No more PYTHON_TARGETS in single-r1

Since its inception in 2012, python-single-r1 has been haunting users with two sets of USE flags: PYTHON_TARGETS and PYTHON_SINGLE_TARGET. While this initially seemed a necessary part of the grand design, today I know we could have done better. Today this chymera is disappearing for real, and python-single-r1 are going to use PYTHON_SINGLE_TARGET flags only.

I would like to take this opportunity to explain why the eclass has been designed this way in the first place, and what has been done to change that.

Why PYTHON_SINGLE_TARGET?

Why did we need a second variable in the first place? After all, we could probably get away with using PYTHON_TARGETS everywhere, and adding an appropriate REQUIRED_USE constraint.

Back in the day we have established that for users’ convenience we need to default to enabling one version of Python 2 and one version of Python 3. If we enabled only one of them, the users would end up having to enable the other for a lot of packages. On the other had, if we combined both with using PT for single-r1 packages, the users would have to disable the extra implementation for a lot of them. Neither option was good.

The primary purpose of PYTHON_SINGLE_TARGET was to provide a parallel sensible setting for those packages. It was not only to make the default work out of the box but also to let users change it in one step.

Today, with the demise of Python 2 and the effort to remove Python 2 from default PT, it may seem less important to keep the distinction. Nevertheless, a number of developers and at least some users keep multiple versions of Python in PT to test their packages. Having PST is still helpful to them.

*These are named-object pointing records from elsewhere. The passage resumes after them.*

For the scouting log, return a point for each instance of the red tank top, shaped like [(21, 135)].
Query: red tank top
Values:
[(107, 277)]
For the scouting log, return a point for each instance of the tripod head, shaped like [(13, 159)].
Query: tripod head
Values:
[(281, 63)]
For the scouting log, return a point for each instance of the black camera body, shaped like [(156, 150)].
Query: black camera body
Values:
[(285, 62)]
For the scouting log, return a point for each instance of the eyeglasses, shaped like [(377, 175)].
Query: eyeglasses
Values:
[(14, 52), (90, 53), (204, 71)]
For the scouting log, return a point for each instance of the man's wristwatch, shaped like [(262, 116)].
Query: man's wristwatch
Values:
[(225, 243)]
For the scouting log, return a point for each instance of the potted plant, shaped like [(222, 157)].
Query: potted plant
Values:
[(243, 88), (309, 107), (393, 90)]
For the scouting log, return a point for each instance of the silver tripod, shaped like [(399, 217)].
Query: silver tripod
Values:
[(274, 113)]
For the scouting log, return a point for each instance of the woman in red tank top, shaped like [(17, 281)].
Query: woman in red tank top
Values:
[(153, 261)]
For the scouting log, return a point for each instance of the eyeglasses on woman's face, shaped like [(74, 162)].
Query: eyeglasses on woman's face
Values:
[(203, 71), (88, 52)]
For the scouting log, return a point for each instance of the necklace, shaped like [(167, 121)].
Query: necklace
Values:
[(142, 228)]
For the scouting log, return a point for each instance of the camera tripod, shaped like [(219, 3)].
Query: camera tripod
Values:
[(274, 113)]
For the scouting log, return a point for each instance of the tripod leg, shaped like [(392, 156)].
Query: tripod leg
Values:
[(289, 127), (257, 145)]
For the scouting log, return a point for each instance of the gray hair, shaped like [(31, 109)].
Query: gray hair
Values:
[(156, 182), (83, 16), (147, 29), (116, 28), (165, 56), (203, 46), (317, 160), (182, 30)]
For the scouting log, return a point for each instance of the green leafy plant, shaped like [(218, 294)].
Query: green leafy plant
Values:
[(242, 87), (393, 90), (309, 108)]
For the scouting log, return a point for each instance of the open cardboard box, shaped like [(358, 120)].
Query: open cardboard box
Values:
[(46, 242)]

Why additional PYTHON_TARGETS then?

PST is only half of the story. What I explained above does not justify having PYTHON_TARGETS on those packages as well, and a REQUIRED_USE constraint to make them superset of enabled PST. Why did we need to have two flag sets then?

The answer is: PYTHON_USEDEP. The initial design goal was that both python-r1 eclasses would use the same approach to declaring USE dependencies between packages. This also meant that this variable must work alike on dependencies that are multi-impl and single-r1 packages. In the end, this meant a gross hack.

Without getting into details, the currently available USE dependency syntax does not permit directly depending on PT flags based on PST-based conditions. This needs to be done using the more verbose expanded syntax:

pst2_7? ( foo[pt2_7] )
pst3_7? ( foo[pt3_7] )

While this was doable back in the day, it was not possible with PYTHON_USEDEP-based approach. Hence, all single-r1 packages gained additional set of flags merely to construct dependencies conveniently.

What is the problem with that?

I suppose some of you see the problem already. Nevertheless, let’s list them explicitly.

Firstly, enabling additional implementations is inconvenient. Whenever you need to do that, you need to add both PST and PT flags.

Secondly, the PT flags are entirely redundant and meaningless for the package in question. Whenever your value of PT changes, all single-r1 packages trigger rebuilds even if their PST value stays the same.

Thirdly, the PT flags overspecify dependencies. If your PT flags specify multiple implementations (which is normally the case), all dependencies will also have to be built for those interpreters even though PST requires only one of them.

The solution

The user-visible part of the solution is that PYTHON_TARGETS are disappearing from single-r1 packages. From now on, only PYTHON_SINGLE_TARGET will be necessary. Furthermore, PT enforcement on dependencies (if necessary) will be limited to the single implementation selected by PST rather than all of PT.

The developer-oriented part is that PYTHON_USEDEP is no longer valid in single-r1 packages. Instead, PYTHON_SINGLE_USEDEP is provided for dependencies on other single-r1 packages, and PYTHON_MULTI_USEDEP placeholder is used for multi-impl packages. The former is available as a global variable, the latter only as a placeholder in python_gen_cond_dep (the name is a bit of misnomer now but I’ve decided not to introduce additional function).

All existing uses have been converted, and the eclasses will now fail if someone tries to use the old logic. The conversion of existing ebuilds is rather simple:

  1. Replace all ${PYTHON_USEDEP}s with ${PYTHON_SINGLE_USEDEP} when the dep is single-r1, or with ${PYTHON_MULTI_USEDEP} otherwise.
  2. Wrap all dependencies containing ${PYTHON_MULTI_USEDEP} in a python_gen_cond_dep. Remember that the variable must be a literal placeholder, i.e. use single quotes.

An example of the new logic follows:

RDEPEND="
  dev-libs/libfoo[python,${PYTHON_SINGLE_USEDEP}]
  $(python_gen_cond_dep '
    dev-python/foo[${PYTHON_MULTI_USEDEP}]
    dev-python/bar[${PYTHON_MULTI_USEDEP}]
  ')
"

If you get the dependency type wrong, repoman/pkgcheck will complain about bad dependency.